Approximate results if Thomsen parameters have small values

Using the definitions of the Thomsen parameters, we can also rewrite the terms appearing in (27) in order to make connection with this related point of view. Recalling (5) and the fact that b = a - 2m, we have

$$\begin{eqnarray} {{a+b-c}\over{f}} \simeq 1 + {{3}\over{c-2l}}(c\delta + 4l\gamma) + {{4}\over{c-2l}}\left[c(\epsilon - \delta) - 4l\gamma\right], \end{eqnarray}$$ (28)

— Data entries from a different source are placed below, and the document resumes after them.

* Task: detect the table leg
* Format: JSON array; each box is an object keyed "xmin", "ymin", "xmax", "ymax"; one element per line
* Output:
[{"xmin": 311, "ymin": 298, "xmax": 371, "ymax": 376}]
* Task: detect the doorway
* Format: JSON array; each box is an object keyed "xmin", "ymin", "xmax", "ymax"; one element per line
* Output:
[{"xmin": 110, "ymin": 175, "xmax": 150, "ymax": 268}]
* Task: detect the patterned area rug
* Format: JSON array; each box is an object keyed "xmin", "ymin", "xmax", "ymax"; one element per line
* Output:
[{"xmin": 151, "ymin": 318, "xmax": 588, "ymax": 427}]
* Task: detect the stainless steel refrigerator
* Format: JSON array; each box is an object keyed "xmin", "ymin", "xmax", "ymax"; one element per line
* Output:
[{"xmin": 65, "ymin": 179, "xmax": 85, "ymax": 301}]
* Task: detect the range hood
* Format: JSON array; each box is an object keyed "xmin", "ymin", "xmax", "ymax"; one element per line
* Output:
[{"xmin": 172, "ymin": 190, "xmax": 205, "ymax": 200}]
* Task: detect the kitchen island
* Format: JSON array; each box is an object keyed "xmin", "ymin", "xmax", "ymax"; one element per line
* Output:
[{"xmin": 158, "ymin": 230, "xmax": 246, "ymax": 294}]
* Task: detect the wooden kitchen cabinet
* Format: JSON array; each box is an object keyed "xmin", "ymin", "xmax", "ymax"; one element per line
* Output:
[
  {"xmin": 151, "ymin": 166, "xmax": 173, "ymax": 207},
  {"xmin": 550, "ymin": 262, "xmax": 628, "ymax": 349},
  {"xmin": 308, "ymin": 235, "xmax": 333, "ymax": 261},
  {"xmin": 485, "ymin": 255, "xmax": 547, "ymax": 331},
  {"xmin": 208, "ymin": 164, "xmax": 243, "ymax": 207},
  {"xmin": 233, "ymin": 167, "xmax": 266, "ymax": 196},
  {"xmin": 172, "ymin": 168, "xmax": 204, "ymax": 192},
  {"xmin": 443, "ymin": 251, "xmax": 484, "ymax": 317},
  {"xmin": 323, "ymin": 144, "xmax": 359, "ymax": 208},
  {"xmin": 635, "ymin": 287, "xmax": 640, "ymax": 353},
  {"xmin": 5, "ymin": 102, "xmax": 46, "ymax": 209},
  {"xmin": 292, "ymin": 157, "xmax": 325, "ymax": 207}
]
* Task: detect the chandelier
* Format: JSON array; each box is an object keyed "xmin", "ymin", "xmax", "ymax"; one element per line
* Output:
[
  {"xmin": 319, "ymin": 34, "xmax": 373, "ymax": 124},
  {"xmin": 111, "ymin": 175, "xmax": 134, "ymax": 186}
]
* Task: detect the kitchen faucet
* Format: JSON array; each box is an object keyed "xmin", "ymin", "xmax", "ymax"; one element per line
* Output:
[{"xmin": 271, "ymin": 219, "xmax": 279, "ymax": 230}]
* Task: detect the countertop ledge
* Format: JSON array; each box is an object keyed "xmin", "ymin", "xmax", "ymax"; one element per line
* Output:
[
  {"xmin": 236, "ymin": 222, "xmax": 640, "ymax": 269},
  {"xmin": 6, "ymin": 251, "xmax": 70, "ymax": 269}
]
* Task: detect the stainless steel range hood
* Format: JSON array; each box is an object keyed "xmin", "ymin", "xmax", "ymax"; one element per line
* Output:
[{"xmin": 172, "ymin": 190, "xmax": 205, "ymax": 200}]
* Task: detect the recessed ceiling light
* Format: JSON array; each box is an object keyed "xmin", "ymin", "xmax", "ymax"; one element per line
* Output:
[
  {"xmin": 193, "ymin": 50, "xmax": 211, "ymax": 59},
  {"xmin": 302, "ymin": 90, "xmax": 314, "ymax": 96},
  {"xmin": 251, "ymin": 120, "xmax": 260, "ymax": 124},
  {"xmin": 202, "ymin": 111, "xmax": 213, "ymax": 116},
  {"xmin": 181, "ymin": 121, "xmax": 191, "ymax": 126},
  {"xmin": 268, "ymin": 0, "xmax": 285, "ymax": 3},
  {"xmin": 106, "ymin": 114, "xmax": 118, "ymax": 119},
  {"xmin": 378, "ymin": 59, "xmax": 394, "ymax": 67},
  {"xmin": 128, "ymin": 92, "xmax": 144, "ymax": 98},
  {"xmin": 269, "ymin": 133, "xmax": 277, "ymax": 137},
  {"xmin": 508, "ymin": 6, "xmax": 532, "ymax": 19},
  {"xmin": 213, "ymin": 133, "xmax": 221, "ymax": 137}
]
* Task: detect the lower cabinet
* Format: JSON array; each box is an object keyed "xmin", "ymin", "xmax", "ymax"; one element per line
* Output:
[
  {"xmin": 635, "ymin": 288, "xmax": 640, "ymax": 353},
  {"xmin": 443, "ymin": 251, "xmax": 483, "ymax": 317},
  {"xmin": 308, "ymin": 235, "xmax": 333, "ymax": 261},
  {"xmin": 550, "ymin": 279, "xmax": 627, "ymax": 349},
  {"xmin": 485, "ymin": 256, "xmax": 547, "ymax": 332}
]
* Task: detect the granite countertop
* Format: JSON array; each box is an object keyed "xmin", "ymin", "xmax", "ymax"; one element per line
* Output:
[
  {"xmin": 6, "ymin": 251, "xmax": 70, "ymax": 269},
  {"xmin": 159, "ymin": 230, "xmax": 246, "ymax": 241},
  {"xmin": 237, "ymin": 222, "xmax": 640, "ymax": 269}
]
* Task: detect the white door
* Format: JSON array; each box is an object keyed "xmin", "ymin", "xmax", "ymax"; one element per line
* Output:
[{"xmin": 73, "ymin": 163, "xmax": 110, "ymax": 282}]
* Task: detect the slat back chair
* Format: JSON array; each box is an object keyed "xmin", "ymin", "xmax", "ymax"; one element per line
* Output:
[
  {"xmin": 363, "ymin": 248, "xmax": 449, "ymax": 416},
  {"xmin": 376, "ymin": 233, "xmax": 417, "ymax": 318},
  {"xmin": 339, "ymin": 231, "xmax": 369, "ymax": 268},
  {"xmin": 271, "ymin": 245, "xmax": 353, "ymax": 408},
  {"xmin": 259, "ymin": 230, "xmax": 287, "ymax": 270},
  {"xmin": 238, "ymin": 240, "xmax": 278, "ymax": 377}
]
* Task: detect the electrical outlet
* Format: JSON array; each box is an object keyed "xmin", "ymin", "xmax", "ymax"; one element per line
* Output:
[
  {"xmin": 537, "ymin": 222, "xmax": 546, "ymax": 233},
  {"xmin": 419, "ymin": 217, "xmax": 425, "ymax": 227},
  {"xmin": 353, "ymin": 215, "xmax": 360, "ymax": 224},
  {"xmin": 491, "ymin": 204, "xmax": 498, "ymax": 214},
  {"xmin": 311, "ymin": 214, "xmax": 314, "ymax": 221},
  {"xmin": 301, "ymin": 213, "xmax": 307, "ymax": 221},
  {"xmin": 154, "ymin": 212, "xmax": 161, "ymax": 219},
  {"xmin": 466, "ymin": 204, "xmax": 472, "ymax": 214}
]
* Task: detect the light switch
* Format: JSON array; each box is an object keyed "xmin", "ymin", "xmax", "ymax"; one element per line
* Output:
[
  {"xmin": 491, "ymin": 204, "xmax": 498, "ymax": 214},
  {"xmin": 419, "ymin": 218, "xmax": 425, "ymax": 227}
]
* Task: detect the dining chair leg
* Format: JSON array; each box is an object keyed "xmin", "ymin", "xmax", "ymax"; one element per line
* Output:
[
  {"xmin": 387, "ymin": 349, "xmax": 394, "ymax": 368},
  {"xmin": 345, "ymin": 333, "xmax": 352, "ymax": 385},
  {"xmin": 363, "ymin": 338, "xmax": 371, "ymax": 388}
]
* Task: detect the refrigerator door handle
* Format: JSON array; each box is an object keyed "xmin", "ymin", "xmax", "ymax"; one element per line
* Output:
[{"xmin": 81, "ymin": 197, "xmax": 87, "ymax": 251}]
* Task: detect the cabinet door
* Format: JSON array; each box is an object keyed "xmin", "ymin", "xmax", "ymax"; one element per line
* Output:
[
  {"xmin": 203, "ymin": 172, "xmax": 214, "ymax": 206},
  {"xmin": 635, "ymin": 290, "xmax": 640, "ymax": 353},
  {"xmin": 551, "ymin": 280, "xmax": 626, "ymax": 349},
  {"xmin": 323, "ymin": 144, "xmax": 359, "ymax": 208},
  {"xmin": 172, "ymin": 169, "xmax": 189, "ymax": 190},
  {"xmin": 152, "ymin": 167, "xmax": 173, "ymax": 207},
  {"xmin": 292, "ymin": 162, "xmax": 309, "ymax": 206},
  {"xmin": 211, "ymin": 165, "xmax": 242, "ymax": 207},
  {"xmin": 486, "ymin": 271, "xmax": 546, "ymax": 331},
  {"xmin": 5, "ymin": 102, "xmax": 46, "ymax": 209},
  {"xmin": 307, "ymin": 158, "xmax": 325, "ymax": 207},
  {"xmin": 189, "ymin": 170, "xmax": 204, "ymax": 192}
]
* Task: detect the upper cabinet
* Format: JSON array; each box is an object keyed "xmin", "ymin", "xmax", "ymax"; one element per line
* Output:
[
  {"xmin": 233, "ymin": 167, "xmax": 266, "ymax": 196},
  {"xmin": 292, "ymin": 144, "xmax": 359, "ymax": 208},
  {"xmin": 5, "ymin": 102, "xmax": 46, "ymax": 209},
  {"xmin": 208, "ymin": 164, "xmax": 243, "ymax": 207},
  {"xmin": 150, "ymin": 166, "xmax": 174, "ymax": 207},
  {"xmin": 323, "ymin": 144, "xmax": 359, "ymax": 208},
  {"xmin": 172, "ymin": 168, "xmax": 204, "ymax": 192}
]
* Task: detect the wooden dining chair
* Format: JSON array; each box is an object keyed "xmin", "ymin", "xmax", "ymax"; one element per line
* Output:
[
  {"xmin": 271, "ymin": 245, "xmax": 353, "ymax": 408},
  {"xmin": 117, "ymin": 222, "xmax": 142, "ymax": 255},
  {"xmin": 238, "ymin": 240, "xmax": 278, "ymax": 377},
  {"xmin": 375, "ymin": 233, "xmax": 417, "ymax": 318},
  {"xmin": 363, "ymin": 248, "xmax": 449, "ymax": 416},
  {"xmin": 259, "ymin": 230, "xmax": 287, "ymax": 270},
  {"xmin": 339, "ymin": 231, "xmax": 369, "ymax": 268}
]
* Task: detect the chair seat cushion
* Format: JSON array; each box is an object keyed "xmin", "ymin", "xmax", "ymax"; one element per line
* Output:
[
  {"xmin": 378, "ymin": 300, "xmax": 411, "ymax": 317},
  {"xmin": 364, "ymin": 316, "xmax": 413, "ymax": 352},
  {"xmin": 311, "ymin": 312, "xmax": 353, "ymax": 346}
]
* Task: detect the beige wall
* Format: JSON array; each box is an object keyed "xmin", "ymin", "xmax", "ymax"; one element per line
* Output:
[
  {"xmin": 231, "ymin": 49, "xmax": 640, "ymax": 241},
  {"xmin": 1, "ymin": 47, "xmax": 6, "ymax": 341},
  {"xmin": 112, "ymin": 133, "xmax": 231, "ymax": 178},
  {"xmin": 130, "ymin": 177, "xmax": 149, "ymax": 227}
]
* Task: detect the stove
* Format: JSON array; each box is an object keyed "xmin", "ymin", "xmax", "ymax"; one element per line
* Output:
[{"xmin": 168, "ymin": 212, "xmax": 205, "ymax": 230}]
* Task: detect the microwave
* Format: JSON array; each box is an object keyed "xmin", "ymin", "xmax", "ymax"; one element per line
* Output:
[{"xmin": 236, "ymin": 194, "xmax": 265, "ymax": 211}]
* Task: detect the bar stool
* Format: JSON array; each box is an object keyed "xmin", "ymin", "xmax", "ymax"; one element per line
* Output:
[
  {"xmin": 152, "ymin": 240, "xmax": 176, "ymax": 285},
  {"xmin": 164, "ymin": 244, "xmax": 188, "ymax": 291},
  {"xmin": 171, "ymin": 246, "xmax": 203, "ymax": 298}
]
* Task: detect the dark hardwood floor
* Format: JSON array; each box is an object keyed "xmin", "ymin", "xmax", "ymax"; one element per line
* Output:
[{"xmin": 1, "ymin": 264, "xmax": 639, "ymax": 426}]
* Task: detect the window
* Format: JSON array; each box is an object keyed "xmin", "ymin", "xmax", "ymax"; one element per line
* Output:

with some higher order corrections involving powers of $\delta$and products of $\delta$ with $\epsilon$ and $\gamma$ that we neglected in this equation. We have added and subtracted equally some terms proportional to $\delta$, and others proportional to $\gamma$, in order to emphasize the similarities between the form (28) and that found previously in (27). In particular, the difference $\epsilon - \delta$ is known (Postma, 1955; Berryman, 1979) to be non-negative and its deviations from zero depend on fluctuations in $\mu$ from layer to layer, behavior similar to that of the final term in (27). Since the formula (28) is only approximate and its interpretation requires the use of various other results we derive subsequently for other purposes, for now we will delay further discussion of this to a point later in the paper. [See the discussion of Eq. (62).]